You are cordially invited to attend the PhD defence of Mr. Jose Ignacio Delgado on 7th July at 09:30 am. The PhD defence will take place in seminar room E00-B001 (Weicker Building).
Members of the defence committee:
- Chair: Prof. Dr Holger VOOS, UNIVERSITÉ DU Luxembourg,
- Vice-Chair: Dr. Carol MARTINEZ LUNA, UNIVERSITÉ DU Luxembourg,
- Supervisor: Prof. Dr Miguel Angel OLIVARES MENDEZ, UNIVERSITÉ DU Luxembourg,
- Member: Dr Abigail CALZADA, ESRIC-LIST,
- Member: Prof. Dr Carlos Perez PEREZ DEL PULGAR MANCEBO, UNIVERSITY OF MALAGA
Abstract:
In recent times, there has been a resurgence of interest in not only revisiting the Moon but also establishing a lasting and sustainable human presence there. Numerous agencies and private corporations, gearing up for future lunar missions, have established key goals involve both scientific exploration and the emerging lunar economy. These objectives include carrying out scientific experiments, harvesting and utilizing lunar resources on-site, and examining potential methods of using the Moon as an efficient launchpad to go further into the Solar System. In facilitating these lunar missions, robotics emerges as the main disruptive technology. It can allow the execution of various mission-critical activities in harsh environments, ensuring mission success without jeopardizing human safety.
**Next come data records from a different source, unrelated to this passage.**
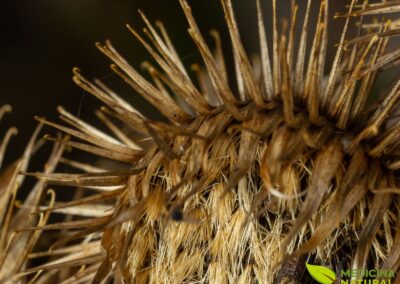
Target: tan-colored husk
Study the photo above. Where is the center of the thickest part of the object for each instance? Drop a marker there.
(238, 186)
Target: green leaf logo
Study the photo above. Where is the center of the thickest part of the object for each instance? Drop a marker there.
(322, 274)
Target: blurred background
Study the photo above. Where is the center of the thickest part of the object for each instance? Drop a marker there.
(43, 40)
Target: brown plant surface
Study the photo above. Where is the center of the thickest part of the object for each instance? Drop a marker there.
(239, 184)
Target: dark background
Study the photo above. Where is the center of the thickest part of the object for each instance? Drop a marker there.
(42, 40)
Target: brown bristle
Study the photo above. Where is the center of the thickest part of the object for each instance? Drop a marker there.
(235, 186)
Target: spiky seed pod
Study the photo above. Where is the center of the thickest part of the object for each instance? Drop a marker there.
(237, 187)
(15, 246)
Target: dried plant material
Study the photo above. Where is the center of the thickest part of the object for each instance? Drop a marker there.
(233, 187)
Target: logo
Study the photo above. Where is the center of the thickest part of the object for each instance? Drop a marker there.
(325, 275)
(321, 274)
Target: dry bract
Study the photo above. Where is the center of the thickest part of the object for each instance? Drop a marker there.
(240, 184)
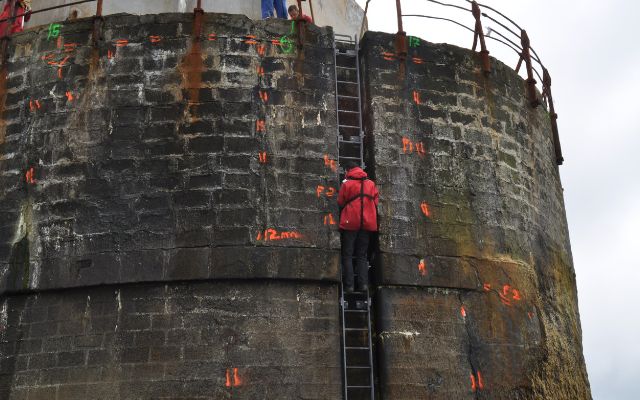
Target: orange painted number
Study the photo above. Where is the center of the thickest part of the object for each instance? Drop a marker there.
(422, 267)
(425, 209)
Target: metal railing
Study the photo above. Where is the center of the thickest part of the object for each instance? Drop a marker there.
(526, 53)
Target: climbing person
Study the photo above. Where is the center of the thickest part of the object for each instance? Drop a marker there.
(16, 25)
(294, 13)
(358, 201)
(269, 5)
This thesis addresses the challenge presented by the limited resolution of lunar data and the overwhelming amount of non-processed information provided by the different remote sensing missions. Robotic operations on the Moon require tremendous precision in the mission planning phase. For this purpose, the remote sensing data collected by various satellites must be processed and relayed to the mission planning teams in the highest possible resolution and in an easily understandable and digested format. To address this issue, the research presented on this thesis adopts a Machine Learning approach to enhance and process lunar data gathered by different satellite sensors, providing more detailed and comprehensive insights into the lunar surface, which is crucial for future robotic mission planning. ML provides the necessary tools to efficiently handle and analyse vast volumes of data, a critical aspect in deriving meaningful results, reaching valid conclusions, and deepening our understanding of the subject under study. In this thesis, the author suggests two distinct methods for enhancing and increasing the resolution of lunar images to facilitate improved robot navigation on the lunar surface. The first method involves creating a training dataset using a digital analog environment and utilising multiple frames of the same location for image enhancement. The second approach proposes a unique architecture that utilises a single capture from the lunar surface for resolution upscaling, accompanied by an uncertainty estimation of the process. Lastly, a thermophysical analysis of the lunar surface is conducted, which involves processing lunar thermal data in the search for recent asteroid impacts on the lunar surface.